Kürt milletvekillerinin tutuklanması
4- Çiller bu çizgiyi sürdürdü mü?
Artan bir şiddet söylemiyle sürdürdü. Kürt milletvekillerinin parlamentoda yaka-paça gözaltına alınıp hapsedilmesinde de Çiller tayin edici bir rol üstlendi. DYP TBMM Grubu’nda “Meclis’te PKK’nın barındığı bir gölge vardır, bunu Meclis’in üzerinden kaldırmakla yükümlüyüz” diyen Çiller’i Genelkurmay Başkanı Doğan Güreş de, “Eşkıyayı Bekaa’da aramaya gerek yok. Maalesef bunların bir kısmı Yüce Meclis’in çatısı altındadır” sözleriyle takip etti. Ve 2 Mart 1994’te TBMM’de kapatılan Halkın Emek Partisi’nin (HEP) yerine kurulan Demokrasi Partisi’ne (DEP) mensup milletvekillerinin dokunulmazlıkları kaldırıldı. Ankara 1 No’lu Devlet Güvenlik Mahkemesi’nin “derhal sorguya alınmaları” talimatı üzerine Orhan Doğan ve Hatip Dicle Meclis çıkışında polis tarafından yaka paça gözaltına alınarak tutuklandı. 4 Mart 1994 tarihinde de Leyla Zana ile diğer DEP milletvekilleri gözaltına alındı ve tutuklanarak cezaevine kondu. Anayasa Mahkemesi Haziran 1994’te DEP’i kapattı. 1 Temmuz 1994’te gözaltına alınan Selim Sadak ile Sedat Yurtdaş, Ahmet Türk, veSırrı Sakık da tutuklandı. 8 Aralık 1994’te sonuçlanan davada Leyla Zana, Hatip Dicle, Orhan Doğan ve Selim Sadak “PKK talimatları doğrultusunda bölücü faaliyet yürüttükleri”gerekçesiyle 15’er yıl ağır hapis cezasına çarptırıldı, Yargıtay 9. Ceza Dairesi kararı onadı. AİHM bu dava nedeniyle Türkiye’yi mahkûm edecek, ancak bu milletvekilleri hayatlarının 10 yılını cezaevinde geçireceklerdi.

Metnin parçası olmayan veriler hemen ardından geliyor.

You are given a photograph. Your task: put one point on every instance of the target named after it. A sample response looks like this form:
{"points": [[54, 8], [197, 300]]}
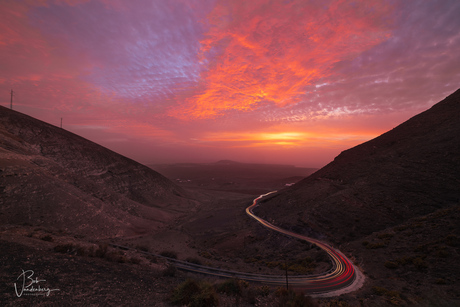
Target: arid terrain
{"points": [[390, 204]]}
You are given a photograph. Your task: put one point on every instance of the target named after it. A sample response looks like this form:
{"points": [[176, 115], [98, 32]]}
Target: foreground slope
{"points": [[392, 204], [410, 171], [54, 178]]}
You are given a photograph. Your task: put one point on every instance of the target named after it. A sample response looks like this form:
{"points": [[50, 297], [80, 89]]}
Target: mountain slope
{"points": [[410, 171], [51, 177]]}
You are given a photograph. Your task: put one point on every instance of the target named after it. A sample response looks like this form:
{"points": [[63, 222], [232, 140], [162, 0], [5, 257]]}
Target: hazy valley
{"points": [[391, 204]]}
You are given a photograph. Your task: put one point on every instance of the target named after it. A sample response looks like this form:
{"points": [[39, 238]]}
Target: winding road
{"points": [[342, 275]]}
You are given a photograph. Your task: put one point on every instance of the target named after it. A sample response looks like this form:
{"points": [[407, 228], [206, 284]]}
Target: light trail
{"points": [[341, 276]]}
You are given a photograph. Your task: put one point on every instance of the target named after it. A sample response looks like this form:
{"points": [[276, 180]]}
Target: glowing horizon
{"points": [[290, 82]]}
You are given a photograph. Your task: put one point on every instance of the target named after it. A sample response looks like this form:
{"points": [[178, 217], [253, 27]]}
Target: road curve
{"points": [[342, 275]]}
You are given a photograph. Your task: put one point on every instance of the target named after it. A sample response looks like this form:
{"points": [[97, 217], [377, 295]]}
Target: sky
{"points": [[265, 81]]}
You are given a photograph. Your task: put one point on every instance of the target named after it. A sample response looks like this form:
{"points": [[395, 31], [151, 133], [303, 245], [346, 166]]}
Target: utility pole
{"points": [[285, 266]]}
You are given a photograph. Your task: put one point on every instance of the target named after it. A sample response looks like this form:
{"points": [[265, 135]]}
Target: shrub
{"points": [[391, 265], [64, 248], [379, 290], [440, 281], [205, 254], [264, 290], [193, 293], [47, 238], [420, 263], [206, 297], [452, 240], [193, 260], [230, 287], [142, 248], [170, 271], [290, 298], [169, 254], [101, 251]]}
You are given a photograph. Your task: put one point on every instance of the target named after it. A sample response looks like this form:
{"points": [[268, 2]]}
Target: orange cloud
{"points": [[289, 139], [265, 52]]}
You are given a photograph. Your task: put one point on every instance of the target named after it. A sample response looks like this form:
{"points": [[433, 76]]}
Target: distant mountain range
{"points": [[54, 178]]}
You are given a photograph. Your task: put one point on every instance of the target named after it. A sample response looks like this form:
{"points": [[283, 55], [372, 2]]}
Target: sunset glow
{"points": [[293, 82]]}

‘Sıkıyönetim var gibi yönetiyorduk’
5- 1990’ların ilk yarısında askeri vesayet, sivil-asker ilişkileri için ne söylenebilir?
Hem askeri vesayet, hem de sivillerin itaati, hatta bu vesayeti adeta ödüllendirmeleri bağlamında çok şey söylenebilir. Ancak bu iki cepheden birer örnekle yetinelim. Birincisi; dönemin Genelkurmay Başkanı Doğan Güreş’in hiçbir eklemeye gerek bırakmayan açıklıktaki sözleri. Güreş, Fikret Bila’nın “Komutanlar Cephesi” adlı kitabında askerin sivil otoriteyle ilişkisini son derece çarpıcı örneklerle ifşa ediyor. Örneğin Doğu Almanya Genelkurmay Başkanı’nı arayıp, kendi ifadesiyle “Franz” diye ön adıyla hitap ederek “100 bin adet Kaleşnikof” istiyor alıyor. Başka bir seferinde o sırada ABD Genelkurmay Başkanı olan Colin Powell’ı arıyor Güreş, “Colin” diyor “Bak PKK azdı. Fazlalığa çıkardığınız Kobra helikopterlerine ihtiyacım var… Bana Kobra lazım (…) M-60 tankı lazım.”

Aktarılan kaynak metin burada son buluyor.